Add C example

[paulhowardarm]

Summary

Add a simple C example to the "Hello, Parsec" demo suite.

Details

A C example would need to look slightly different from the other examples, all of which use a named key to perform RSA decryption of an input string. This pattern cannot be replicated in C, because there is no C interface to Parsec that understands Parsec's notion of named keys. It is therefore not possible to write a C Parsec program that uses a named key that was provisioned in advance using something like the parsec-tool, which is the general pattern of this demo. A C example would need to provision and use its own key and then delete it again at the end. A good starting point would be to copy/paste code from the test suite of the Parsec SE driver here: https://github.com/parallaxsecond/parsec-se-driver/tree/main/ci/c-tests - although this example actually performs an ECC signature, it could trivially be reworked to do the same kind of RSA workflow that the other demos are doing.

[ionut-arm]

It is therefore not possible to write a C Parsec program that uses a named key that was provisioned in advance using something like the parsec-tool, which is the general pattern of this demo.

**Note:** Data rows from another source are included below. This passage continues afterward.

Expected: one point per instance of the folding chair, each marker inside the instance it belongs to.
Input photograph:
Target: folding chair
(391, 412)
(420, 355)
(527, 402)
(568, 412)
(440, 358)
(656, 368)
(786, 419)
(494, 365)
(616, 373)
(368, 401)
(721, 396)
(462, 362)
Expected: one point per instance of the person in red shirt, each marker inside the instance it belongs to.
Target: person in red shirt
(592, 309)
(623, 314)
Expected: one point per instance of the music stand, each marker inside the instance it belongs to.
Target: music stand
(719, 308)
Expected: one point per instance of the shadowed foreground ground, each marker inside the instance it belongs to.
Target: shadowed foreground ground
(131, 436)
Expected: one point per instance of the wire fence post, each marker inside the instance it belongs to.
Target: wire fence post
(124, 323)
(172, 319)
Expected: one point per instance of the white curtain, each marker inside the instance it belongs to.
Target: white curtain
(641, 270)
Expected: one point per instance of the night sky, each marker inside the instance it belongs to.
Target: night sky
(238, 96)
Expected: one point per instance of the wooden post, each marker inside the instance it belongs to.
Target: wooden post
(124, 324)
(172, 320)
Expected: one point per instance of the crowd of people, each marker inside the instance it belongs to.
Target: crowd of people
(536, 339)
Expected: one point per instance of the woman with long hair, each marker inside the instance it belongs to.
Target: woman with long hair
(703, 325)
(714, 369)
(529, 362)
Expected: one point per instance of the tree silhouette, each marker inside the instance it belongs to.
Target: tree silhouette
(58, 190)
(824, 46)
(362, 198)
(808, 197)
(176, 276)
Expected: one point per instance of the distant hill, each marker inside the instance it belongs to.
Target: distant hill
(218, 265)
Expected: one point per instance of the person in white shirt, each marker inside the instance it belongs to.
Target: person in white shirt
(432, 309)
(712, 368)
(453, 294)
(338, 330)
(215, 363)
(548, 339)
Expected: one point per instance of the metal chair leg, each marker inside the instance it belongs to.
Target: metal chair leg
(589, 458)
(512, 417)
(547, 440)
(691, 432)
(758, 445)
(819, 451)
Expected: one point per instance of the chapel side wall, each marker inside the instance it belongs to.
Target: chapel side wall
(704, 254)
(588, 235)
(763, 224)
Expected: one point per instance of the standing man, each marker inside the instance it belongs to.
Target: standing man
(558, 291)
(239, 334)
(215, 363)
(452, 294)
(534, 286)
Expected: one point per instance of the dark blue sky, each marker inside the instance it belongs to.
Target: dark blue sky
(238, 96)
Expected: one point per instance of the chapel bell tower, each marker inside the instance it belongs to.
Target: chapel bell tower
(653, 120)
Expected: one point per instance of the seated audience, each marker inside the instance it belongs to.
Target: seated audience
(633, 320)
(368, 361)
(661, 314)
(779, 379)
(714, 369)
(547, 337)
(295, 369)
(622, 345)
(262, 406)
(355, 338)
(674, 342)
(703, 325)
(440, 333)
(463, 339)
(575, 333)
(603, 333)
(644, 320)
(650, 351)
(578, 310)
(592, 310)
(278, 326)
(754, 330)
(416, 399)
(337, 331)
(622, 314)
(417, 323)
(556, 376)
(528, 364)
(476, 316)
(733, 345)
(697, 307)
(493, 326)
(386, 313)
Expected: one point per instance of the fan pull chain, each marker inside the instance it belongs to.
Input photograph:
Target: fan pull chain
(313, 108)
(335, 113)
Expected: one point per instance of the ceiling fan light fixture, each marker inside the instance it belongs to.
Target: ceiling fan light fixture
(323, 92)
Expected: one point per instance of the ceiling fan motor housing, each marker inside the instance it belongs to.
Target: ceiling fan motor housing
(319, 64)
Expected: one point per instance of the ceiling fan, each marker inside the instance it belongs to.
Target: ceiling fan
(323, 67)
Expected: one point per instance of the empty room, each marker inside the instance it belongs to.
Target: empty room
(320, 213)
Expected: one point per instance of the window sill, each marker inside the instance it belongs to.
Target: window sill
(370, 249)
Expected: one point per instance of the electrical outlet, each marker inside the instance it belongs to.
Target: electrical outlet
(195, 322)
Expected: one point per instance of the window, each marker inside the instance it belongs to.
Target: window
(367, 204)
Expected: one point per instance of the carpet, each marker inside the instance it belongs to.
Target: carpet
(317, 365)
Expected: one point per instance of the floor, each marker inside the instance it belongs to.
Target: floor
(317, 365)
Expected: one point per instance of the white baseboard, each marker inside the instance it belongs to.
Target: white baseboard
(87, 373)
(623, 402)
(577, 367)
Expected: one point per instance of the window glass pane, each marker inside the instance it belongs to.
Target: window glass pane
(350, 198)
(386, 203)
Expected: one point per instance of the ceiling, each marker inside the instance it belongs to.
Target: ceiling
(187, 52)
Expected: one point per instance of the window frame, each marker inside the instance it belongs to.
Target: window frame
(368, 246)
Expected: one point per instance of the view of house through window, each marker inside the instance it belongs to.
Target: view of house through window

There could be a way, but it depends on authentication mechanism. If the service is using Unix Domain Socket Peer Credentials, then you can just use the Parsec tool to generate a key with the "appropriate" name, and have the C application use it directly. I've not tried this, I think - it won't work if Mbed Crypto stores some of its own metadata for the key when creating/importing it.

[paulhowardarm]

It is therefore not possible to write a C Parsec program that uses a named key that was provisioned in advance using something like the parsec-tool, which is the general pattern of this demo.

There could be a way, but it depends on authentication mechanism. If the service is using Unix Domain Socket Peer Credentials, then you can just use the Parsec tool to generate a key with the "appropriate" name, and have the C application use it directly. I've not tried this, I think - it won't work if Mbed Crypto stores some of its own metadata for the key when creating/importing it.

Yes, that's possible, but it relies on an undocumented mapping that is essentially an implementation detail of the Parsec SE driver. This isn't something I would want to showcase in example/demo code, unless we were to take the decision to formalise and document this mapping, and perhaps also make it configurable. I think there might be some discussions in Slack on this topic.